Government grants and loans helped several of those interviewed get their businesses through 2020, but they mostly helped businesses pay bills for overhead and didn’t come close to replacing lost revenue. There is a lot of anxiety for the Chaldean community regarding nuptials in 2021. Smaller weddings, home and outdoor events will ease some of the stress, but alternatives are not very viable.

“Some people have done the virtual thing, but for our Chaldean community, we’re very social and we need each other. We need to be present with each other. The whole Zoom, Facetime, Skype thing won’t work for us,” said Attisha. Keina, who spoke to me from Florida, said he has discussed “destination” weddings in Florida, where it is warm and restrictions on gatherings are more liberal, but the cost of travel and hotel are prohibitive.

It’s Really About the Couples

In the end analysis, Attisha said weddings are about the couples, the people who are pledging their lives to one another. Families often drive the pomp and circumstance associated with large weddings. The couples just want to be together with those close to them.

Keina recalls a wedding between two people, both of whom were deaf.
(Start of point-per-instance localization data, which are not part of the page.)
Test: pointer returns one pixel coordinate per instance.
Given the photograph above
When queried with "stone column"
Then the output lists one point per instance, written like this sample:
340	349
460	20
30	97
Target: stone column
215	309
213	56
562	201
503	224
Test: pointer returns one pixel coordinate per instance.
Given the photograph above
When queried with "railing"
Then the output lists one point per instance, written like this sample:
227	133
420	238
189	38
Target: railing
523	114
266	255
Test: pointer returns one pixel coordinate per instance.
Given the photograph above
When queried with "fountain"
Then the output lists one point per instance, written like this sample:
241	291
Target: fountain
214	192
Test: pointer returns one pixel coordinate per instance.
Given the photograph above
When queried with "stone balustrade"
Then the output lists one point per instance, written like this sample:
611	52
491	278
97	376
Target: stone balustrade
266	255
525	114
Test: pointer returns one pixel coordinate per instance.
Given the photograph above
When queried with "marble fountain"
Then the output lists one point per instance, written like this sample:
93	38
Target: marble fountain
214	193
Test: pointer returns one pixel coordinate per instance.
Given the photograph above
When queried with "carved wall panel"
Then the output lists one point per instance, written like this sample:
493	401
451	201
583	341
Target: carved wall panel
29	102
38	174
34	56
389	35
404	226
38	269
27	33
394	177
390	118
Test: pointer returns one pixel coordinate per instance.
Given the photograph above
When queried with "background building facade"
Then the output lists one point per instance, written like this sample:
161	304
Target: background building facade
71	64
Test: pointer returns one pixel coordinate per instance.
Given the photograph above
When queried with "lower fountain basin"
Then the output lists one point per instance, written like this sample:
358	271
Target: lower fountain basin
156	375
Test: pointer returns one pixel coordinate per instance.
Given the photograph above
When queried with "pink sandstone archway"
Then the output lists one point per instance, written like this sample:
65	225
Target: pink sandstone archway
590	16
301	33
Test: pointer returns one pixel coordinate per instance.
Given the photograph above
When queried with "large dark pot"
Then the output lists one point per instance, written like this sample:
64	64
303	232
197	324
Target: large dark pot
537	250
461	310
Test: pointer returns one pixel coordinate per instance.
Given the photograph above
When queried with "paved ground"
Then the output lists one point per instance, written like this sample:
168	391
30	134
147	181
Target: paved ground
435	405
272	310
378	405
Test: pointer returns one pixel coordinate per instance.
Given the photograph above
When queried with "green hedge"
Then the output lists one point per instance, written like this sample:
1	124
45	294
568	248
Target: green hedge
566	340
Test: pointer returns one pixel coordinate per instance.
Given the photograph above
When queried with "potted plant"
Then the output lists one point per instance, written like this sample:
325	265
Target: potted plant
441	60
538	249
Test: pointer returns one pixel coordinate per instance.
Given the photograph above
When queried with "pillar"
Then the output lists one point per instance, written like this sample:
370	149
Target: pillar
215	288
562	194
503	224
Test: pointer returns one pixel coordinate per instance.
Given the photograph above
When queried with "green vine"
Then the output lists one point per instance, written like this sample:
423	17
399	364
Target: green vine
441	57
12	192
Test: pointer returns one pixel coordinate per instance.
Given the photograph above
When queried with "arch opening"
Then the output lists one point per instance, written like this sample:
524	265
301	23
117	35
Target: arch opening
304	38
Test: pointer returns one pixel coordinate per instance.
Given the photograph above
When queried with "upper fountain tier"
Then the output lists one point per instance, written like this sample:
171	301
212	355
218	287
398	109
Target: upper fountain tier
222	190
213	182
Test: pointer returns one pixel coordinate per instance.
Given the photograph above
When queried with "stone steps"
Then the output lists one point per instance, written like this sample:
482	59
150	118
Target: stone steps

The pair met at a school for the deaf and many of the guests were deaf friends from school. Many could not hear the music that is such a central part of a Chaldean wedding. “With Chaldean music it’s so energetic and loud, but you could feel their emotions even though they couldn’t hear anything. They would wave their napkins or their hands to signal dancing or clapping,” said Keina. “It was such a beautiful wedding, because you truly, truly felt the love in the air at this wedding.”

In the end, that seems to be the point. The wedding event is really about the love between two people willing to make a lifetime commitment to one another.